Initially, the university’s location was in downtown St. Louis, but fifty years later a new site was developed. WashU is comprised of several campuses that consist of over 2,000 acres and are connected by light rail and bus service. The Danforth Campus is home to undergraduate students and borders the cities of St. Louis, Clayton, and University City. Across the street from WashU is Forest Park with 1,300 acres of activities and free attractions that include museums, a zoo, and an ice skating rink. A five minute walk from campus is Delmar Loop, which is “one of the 10 Great Streets in America” according to the American Planning Association. The Loop has award-winning restaurants and unique shops, and even hosts special events. 

WashU’s expansive campus has a beautiful mix of Collegiate Gothic and modern architecture. Niche ranks WashU as #2 for the Best College Campuses in America and #2 for the Best College Dorms in America. The Danforth University Center, called DUC, is the center of student life. All freshmen live on campus in one of ten residential colleges in an area of campus known as the “South 40,” where forty acres are filled with entrepreneurial businesses that are below the dorms and covered parking is provided for bikes.

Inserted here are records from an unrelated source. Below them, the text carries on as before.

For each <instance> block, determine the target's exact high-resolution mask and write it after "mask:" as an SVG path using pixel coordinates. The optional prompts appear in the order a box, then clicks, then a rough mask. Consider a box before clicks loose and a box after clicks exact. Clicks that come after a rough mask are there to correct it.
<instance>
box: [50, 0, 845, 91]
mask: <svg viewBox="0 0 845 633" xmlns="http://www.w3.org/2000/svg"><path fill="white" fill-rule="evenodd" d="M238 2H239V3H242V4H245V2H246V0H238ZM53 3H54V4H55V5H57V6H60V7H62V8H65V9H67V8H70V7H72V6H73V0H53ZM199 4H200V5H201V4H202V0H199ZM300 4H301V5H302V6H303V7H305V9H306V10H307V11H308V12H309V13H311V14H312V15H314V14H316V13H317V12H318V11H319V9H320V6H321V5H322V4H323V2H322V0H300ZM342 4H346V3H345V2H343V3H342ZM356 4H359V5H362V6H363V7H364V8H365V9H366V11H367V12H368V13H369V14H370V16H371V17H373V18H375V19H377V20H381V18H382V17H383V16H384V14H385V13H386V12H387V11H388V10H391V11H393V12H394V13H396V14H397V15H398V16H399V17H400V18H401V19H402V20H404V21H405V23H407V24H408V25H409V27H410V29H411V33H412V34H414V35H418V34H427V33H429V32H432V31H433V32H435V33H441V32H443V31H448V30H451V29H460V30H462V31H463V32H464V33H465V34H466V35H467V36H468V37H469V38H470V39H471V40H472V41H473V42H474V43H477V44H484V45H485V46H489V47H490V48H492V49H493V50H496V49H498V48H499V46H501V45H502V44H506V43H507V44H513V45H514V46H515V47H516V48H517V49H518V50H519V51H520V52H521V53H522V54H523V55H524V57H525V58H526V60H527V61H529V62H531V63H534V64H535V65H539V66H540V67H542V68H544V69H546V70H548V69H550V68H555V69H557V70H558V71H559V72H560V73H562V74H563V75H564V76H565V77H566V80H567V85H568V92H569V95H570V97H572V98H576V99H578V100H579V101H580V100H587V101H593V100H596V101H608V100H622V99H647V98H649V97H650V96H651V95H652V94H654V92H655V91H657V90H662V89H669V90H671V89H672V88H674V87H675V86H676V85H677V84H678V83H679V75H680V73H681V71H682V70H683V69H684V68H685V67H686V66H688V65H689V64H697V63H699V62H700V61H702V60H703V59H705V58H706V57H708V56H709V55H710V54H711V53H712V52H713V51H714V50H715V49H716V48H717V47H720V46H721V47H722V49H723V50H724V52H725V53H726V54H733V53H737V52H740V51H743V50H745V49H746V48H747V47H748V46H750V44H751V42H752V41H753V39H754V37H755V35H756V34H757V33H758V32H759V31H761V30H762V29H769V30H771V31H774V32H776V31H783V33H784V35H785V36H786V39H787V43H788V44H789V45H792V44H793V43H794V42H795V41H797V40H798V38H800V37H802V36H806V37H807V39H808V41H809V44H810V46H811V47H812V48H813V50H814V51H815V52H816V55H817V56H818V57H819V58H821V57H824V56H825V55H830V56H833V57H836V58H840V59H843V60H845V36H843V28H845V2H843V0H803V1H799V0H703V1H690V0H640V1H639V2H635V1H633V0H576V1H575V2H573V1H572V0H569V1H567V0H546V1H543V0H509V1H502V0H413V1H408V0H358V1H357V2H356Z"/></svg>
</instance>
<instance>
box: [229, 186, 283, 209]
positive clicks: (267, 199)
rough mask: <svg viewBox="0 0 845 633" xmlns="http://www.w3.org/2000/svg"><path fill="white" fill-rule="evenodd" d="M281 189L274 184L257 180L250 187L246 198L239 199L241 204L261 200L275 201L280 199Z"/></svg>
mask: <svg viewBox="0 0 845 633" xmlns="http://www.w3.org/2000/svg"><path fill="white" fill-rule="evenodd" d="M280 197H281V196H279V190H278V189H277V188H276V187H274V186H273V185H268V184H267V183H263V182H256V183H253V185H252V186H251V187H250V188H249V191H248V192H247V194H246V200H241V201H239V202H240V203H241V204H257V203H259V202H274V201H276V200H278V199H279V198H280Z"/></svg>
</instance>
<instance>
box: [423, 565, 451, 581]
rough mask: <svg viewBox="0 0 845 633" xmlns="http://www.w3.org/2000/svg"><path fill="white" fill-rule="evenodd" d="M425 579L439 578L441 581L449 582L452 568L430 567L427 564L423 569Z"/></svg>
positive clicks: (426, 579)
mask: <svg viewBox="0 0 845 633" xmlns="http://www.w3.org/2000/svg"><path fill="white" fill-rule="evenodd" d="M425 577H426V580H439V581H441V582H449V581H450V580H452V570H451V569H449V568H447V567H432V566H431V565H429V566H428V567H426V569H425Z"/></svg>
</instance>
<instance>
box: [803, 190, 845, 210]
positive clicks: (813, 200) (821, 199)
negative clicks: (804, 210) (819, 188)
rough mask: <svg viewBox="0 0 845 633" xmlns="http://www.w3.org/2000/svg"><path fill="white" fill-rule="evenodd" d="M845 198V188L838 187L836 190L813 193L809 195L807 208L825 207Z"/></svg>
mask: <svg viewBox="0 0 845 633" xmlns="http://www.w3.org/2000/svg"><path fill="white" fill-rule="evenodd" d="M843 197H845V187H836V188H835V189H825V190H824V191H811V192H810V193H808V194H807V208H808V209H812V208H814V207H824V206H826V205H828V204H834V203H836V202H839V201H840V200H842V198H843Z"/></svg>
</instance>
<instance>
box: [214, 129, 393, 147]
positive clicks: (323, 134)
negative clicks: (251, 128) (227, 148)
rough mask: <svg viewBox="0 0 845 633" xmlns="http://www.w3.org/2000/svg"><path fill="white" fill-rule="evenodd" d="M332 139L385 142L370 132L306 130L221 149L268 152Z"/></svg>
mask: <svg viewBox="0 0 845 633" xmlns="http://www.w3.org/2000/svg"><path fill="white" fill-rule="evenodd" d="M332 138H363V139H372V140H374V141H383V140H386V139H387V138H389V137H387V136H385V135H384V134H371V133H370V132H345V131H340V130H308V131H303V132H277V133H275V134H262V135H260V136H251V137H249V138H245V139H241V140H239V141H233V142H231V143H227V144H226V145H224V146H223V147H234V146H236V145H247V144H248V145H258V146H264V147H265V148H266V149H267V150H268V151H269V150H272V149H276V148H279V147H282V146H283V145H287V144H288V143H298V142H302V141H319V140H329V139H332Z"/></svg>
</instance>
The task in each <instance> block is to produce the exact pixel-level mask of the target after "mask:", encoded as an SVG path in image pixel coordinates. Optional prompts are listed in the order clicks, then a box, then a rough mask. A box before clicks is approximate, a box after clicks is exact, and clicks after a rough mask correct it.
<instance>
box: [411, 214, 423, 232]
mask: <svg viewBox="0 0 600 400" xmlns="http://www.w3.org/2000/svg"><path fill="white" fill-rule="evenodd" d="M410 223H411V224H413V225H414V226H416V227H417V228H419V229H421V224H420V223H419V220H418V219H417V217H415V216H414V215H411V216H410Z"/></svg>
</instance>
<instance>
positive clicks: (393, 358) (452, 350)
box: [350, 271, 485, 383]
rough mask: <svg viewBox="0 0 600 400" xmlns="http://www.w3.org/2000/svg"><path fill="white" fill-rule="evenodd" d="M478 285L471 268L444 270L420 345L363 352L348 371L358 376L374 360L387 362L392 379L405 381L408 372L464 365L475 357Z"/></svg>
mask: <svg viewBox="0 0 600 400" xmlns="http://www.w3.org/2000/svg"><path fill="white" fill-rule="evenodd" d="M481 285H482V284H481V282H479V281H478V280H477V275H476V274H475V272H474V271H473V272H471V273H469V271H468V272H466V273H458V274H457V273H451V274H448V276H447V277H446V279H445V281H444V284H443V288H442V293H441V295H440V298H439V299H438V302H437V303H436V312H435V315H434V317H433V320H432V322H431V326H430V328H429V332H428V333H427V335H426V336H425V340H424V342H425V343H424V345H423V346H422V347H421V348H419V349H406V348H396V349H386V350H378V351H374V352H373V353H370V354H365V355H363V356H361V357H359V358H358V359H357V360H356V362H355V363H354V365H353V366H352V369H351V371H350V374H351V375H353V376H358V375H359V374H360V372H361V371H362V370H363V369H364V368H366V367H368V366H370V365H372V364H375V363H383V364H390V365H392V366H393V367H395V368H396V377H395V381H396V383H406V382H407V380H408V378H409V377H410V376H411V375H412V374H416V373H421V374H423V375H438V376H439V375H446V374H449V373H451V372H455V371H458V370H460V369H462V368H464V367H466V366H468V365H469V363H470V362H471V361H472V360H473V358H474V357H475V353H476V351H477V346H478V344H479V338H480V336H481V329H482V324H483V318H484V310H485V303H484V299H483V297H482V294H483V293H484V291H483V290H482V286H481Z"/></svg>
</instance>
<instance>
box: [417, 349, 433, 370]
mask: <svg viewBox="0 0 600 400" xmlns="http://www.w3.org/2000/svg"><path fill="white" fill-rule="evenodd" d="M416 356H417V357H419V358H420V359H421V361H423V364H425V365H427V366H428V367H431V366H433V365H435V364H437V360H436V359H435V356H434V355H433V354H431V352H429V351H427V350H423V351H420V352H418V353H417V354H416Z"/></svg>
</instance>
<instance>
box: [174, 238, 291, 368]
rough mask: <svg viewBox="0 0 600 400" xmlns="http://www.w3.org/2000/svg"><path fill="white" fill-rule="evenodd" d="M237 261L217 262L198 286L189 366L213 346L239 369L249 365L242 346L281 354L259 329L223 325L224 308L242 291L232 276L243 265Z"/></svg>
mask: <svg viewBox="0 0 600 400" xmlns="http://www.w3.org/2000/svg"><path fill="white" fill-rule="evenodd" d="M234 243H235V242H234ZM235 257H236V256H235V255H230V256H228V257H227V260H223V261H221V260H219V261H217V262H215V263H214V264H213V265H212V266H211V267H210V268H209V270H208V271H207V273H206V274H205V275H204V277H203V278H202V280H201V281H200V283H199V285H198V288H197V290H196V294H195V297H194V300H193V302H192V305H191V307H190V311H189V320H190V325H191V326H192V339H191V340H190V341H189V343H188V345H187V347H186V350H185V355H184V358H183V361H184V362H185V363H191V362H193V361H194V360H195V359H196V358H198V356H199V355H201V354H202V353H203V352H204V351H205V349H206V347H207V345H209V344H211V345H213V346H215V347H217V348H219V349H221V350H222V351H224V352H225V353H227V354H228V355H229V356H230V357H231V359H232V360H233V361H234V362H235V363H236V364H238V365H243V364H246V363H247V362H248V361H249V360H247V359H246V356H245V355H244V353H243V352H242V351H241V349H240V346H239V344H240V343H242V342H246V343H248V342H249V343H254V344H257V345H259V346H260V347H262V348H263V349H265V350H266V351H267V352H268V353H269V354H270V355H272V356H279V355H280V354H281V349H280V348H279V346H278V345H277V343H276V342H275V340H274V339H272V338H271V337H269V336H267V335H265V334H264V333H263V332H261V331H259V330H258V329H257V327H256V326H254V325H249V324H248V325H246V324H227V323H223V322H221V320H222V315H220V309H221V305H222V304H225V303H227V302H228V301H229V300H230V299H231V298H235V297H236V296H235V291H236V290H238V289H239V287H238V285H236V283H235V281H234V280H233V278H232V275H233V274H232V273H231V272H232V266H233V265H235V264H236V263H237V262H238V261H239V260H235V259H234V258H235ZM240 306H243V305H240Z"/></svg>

Following freshman year, students can choose where to live, and they are guaranteed on-campus housing all four years. 

Students at WashU enjoy many traditions, including DUC N’ Donuts, where coffee and donuts are free on the first Friday of each month. The Residential College Olympics is an annual competition with fun events ranging from tug-of-war to dodgeball between ten residential colleges and the North Side. Every April, WashU hosts the nation’s largest and oldest student-sponsored fair, ThurtenE Carnival, where funds are raised for charity and students enjoy three days of rides, food, and live performances. Students also enjoy WUStock, an annual concert with free food held during the spring. A popular festival held each semester since 1973 is WILD (Walk In, Lay Down) where students traditionally bring sofas onto the quad and lie down to view musical performances and enjoy even more free food. Go Bears!